CRISPR/Cas systems, renowned for their gene‑editing capabilities, can be repurposed for host DNA depletion. Guide RNAs can be designed to target abundant human repetitive elements — such as Alu sequences — which constitute a large fraction of the human genome (Carpenter et al., 2018). Cas nucleases then cleave these targeted host sequences, allowing them to be preferentially degraded or filtered out before sequencing.

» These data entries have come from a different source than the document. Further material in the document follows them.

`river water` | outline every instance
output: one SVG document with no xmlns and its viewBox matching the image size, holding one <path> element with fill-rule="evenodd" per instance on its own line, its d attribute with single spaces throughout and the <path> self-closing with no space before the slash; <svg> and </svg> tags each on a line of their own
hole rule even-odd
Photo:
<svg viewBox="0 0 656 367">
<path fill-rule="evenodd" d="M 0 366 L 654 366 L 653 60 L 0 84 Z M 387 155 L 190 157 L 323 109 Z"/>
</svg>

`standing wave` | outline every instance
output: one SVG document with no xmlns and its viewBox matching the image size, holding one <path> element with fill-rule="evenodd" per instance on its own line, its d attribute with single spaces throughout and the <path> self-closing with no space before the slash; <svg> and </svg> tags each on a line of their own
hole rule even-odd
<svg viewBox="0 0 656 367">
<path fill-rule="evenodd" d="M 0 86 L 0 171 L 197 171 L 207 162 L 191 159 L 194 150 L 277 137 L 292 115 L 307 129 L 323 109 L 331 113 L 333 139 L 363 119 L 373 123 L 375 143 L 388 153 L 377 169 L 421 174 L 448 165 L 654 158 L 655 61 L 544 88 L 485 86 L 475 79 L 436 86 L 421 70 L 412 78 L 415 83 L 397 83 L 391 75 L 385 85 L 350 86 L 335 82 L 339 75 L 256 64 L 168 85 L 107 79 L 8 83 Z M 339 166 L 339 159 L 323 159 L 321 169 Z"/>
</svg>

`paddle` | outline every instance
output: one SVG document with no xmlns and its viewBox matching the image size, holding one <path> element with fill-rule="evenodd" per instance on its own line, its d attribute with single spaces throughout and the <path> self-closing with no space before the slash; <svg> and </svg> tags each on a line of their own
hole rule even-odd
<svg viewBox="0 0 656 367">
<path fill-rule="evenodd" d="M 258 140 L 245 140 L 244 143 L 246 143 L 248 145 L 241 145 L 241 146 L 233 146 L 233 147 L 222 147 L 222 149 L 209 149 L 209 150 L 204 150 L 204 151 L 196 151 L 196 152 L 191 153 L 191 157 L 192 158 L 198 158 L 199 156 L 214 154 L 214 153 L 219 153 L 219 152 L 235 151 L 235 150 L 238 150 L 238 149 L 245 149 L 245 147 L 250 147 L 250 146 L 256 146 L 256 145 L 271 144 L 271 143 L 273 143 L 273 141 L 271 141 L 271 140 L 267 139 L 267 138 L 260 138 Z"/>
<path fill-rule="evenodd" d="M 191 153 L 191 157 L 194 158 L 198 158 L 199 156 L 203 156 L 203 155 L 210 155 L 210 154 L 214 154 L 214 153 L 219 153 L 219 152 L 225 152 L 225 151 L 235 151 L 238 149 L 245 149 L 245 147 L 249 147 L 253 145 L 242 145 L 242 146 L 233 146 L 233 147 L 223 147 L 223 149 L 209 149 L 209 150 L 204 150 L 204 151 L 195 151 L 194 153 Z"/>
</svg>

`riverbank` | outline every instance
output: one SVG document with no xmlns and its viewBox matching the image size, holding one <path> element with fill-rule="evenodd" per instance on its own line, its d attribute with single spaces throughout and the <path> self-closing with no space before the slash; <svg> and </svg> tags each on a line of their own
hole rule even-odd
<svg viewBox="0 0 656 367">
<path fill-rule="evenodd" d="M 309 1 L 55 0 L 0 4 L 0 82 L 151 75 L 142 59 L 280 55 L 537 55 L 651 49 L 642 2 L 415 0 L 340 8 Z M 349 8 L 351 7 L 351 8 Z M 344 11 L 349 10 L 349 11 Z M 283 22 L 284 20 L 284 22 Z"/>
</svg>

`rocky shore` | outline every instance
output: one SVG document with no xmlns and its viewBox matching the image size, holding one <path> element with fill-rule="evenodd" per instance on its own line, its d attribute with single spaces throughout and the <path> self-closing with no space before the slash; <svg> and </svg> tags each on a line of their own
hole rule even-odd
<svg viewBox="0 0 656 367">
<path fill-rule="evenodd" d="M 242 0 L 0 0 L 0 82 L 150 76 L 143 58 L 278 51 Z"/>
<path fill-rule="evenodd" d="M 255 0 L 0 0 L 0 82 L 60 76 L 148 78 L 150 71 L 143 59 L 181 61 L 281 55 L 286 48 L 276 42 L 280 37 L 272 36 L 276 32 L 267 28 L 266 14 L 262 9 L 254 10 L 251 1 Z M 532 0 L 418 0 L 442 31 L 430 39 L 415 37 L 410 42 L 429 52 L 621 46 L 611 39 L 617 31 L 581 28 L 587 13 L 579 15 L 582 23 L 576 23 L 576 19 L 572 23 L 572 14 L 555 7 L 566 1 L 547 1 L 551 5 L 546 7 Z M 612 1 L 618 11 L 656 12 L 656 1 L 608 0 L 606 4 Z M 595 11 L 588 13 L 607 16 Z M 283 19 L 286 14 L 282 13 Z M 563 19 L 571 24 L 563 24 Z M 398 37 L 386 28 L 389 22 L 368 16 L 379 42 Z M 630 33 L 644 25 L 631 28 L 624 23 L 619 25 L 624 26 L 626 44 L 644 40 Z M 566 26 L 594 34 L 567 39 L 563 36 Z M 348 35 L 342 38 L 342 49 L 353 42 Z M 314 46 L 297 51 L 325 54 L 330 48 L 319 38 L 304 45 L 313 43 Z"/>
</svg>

Nanopore sequencing platforms have unlocked a real‑time approach known as selective sequencing. As DNA strands pass through nanopores, their electrical current signatures can be mapped to reference genomes in real time. If a read matches human DNA, software such as Readfish or UNCALLED can reverse voltage to eject the strand from the pore, conserving sequencing capacity for non‑host DNA (Loose, Malla, & Stout, 2016; Charalampous et al., 2019).Microfluidic technologies partition individual DNA molecules into ultra‑small droplets, enabling highly controlled whole‑genome amplification (WGA) for extremely low biomass samples. These droplets reduce amplification bias and decrease the risk of contamination compared to standard macroscale methods (Anscombe et al., 2018; Abate et al., 2013).Selective lysis protocols, for example, can inadvertently destroy sensitive microbes along with host cells. Organisms such as Mycoplasma or certain parasites that lack robust cell walls may be lost, biasing the detected community (Hasan et al., 2016).Multiple rounds of lysis, centrifugation, or enzymatic treatment inevitably result in some loss of DNA. In already low biomass clinical samples — such as vitreous fluid or cerebrospinal fluid — this loss can be catastrophic, reducing the available microbial DNA to levels below detection (Nelson et al., 2019).
Not all microbes exhibit methylation patterns that differ cleanly from humans. Some bacteria and fungi share methylation features with their hosts, making them difficult to enrich through methylation‑based methods (Fong et al., 2020).
Host DNA depletion is a foundational component of clinical metagenomic sequencing. Without it, the power of metagenomics to detect pathogens directly from patient specimens is severely limited. Through fundamental strategies spanning physical separation, selective lysis, enzymatic degradation, methylation differentiation, and emerging real‑time sequencing technologies, researchers have developed a sophisticated toolbox to tackle this challenge. Yet, each method carries its own limitations, and no single approach works universally across all sample types or clinical scenarios. As both sequencing technologies and analytical methods advance, integration of multiple host depletion strategies — tailored to specific clinical samples and pathogens — is likely to improve diagnostic sensitivity, reduce bias, and lower costs. Continued collaboration between clinicians, microbiologists, and engineers will be essential to refine these strategies and unlock the full potential of metagenomic sequencing for patient care.